Fluorescence excitation and emission spectra

To define the spectral signature of chromophore in cone photoreceptors, freshly isolated retinas were transversally sectioned using a vibrating microtome as described above, a section was place between slide and coverslip in Permafluor mounting medium to expose cone inner segments to wavelengths ranging from 300 to 490 nm in 15 nm increments. The corresponding emission spectra were recorded using focused excitation, a high-λ-pass filter to remove the excitation, and confocal detection with an Andor Shamrock SR303i spectrometer and Andor Ixon 3 EM-CCD (Andor Technology, Belfast, Northern Ireland). The resulting excitation–emission matrix was normalized by the excitation intensity to compensate its spectral variations, although this increases noises below 400 nm, where the available excitation intensity is weaker.
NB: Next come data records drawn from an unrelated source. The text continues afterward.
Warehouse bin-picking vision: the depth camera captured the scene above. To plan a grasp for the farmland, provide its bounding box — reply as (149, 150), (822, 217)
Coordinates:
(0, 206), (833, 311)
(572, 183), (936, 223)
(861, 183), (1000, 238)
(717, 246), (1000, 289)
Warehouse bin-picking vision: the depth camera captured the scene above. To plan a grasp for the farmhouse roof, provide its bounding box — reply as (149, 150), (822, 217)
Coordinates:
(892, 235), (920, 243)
Experiments were repeated at least three times. Results for cell viability and cell type quantifications after light exposure were therefore the averaged values of at least three independent experiments (represented biological replicates). For cell viability measurement, each experiment was the mean of at least three technical replicates. The data were normalized to dark control and represented as mean ± SEM. Statistical analyzes were performed using GraphPad Prism 7.03 Software (GraphPad Prism, La Jolla, CA, USA). One-way ANOVA followed by Dunnett’s post hoc tests were used to compare variances of all groups. Differences between samples and dark control were considered to be significant when p < 0.05 (*), p < 0.01 (**), p < 0.001 (***) or p < 0.0001 (****).